The trooper hesitated again, glancing through his sunglasses at the back seat. “How come he went for the water, instead of you? Seeing you don’t drive.”
Parker said, “I’ve got a game leg. That’s why I can’t get a driver’s license.”
The trooper was suddenly embarrassed. He pulled his glove back on and said, “You tell your brother about the registration.”
“I will,” Parker promised.
The trooper walked back to his own car, still looking like an overfed cowboy. He even had a rolling, slightly bow-legged walk. His black boots glistened in the sun. He got into the car and after a minute it pulled away and dwindled out of sight on the concrete road.
Parker watched it till it disappeared, and then lit a new cigarette and frowned at the rearview mirror.
That shouldn’t have happened. To have a cop working the area of a job notice you, that was bad. The hood being up should have taken care of things; if the damn cop hadn’t been bored, it would have. From now on, he’d have to watch two things at once, the job and that state trooper car. It wouldn’t do for that trooper to see him driving.
He touched his fingers to his face, over his upper lip. His beard had been coming in spotty since the plastic surgery — the doctor had said that would straighten out after a while — but the hair on the upper lip grew the same as always. It might not be a bad idea to grow a moustache. If the same cop stopped him again, he could be his own brother. Amazing family resemblance. Parker grinned sourly at the thought, still watching the rearview mirror.
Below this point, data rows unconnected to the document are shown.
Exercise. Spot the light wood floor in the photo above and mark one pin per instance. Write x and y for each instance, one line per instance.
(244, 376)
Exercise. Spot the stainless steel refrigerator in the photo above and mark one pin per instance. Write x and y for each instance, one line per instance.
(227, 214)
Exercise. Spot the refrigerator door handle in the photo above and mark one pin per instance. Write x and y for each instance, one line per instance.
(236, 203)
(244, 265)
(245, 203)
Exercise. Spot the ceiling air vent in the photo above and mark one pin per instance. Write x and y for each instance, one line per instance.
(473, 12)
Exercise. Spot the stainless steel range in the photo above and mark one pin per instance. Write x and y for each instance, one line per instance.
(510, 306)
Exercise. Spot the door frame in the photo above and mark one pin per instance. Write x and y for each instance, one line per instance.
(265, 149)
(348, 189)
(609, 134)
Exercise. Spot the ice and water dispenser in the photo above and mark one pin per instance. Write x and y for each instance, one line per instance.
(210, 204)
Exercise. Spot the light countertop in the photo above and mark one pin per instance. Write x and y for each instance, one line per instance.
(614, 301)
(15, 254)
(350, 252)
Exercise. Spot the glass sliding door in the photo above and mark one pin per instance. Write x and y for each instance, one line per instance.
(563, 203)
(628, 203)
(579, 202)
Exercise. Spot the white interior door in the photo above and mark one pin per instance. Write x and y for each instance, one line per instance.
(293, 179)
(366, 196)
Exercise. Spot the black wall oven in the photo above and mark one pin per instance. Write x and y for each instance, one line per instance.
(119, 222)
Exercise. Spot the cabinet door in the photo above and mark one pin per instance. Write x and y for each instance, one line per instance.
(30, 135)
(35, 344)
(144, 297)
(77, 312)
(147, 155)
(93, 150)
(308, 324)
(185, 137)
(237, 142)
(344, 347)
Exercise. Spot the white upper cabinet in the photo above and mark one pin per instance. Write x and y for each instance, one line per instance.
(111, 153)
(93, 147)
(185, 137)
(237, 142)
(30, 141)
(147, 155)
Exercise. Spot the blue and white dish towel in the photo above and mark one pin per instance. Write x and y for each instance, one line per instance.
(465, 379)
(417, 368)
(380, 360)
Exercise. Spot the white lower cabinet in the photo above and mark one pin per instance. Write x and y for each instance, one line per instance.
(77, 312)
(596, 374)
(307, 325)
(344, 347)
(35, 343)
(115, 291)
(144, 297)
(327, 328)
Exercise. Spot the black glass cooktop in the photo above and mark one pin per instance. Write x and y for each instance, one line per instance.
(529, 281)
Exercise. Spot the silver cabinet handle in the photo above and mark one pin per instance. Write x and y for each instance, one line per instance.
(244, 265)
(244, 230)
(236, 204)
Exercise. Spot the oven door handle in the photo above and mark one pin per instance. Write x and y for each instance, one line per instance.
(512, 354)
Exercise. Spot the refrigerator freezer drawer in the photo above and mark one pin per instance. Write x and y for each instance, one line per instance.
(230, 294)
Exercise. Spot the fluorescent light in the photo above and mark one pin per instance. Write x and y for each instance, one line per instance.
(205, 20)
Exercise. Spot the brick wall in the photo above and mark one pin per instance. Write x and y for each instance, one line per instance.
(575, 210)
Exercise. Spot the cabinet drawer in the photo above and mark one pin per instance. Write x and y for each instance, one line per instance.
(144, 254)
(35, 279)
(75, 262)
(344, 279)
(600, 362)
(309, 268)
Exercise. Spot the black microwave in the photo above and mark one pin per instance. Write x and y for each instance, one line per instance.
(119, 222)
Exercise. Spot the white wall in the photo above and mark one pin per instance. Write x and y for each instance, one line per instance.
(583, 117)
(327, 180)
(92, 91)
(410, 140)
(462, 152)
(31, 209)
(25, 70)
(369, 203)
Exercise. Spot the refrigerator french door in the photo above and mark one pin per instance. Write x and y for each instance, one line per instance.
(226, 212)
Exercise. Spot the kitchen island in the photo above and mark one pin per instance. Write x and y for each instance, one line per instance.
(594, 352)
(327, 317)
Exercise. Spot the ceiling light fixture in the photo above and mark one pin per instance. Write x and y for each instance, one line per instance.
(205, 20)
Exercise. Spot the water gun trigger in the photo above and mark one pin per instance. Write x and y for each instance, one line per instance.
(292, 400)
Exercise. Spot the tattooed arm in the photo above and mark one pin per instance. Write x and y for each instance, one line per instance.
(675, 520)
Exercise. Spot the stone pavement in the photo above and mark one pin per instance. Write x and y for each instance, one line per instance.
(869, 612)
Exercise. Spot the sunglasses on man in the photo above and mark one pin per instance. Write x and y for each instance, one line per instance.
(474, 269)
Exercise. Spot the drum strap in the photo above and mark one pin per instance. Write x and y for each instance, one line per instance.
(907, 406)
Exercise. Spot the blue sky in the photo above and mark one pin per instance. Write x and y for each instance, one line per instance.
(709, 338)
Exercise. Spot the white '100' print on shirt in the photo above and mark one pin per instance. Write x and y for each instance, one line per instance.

He saw the red in the mirror at twenty after one, coming like a bat out of hell. He got out of the Ford and closed the hood and was getting back behind the wheel when the armored car went by. He started the engine and took off after it. The armored car was staying between fifty-five and sixty now; these guys were probably quitting work as soon as they reported in. Watching for the trooper’s car, Parker stayed with the red tin box, without getting too close.
They went by the Shore Points Diner and over the Raritan River and straight on up 9 — four lanes all the way now — to Elizabeth. When the armored car turned off, in town, Parker kept going straight, on up to Newark. He’d seen all he wanted to see. The diner was where it would have to be done. There wasn’t any place at all along the road where they could flag if for the toby, so that meant they’d have to use Alma.
Parker didn’t like it. First Alma, and then the bored cop. It was beginning to smell sour. There were too many things to watch, all at once. But he needed the stake, so he’d go to the Green Rose tonight, but if the job got any more sour anywhere along the line he’d drop it. He was figuring on splitting half, plus the bankroller’s cut, and that made it a boodle worth going after.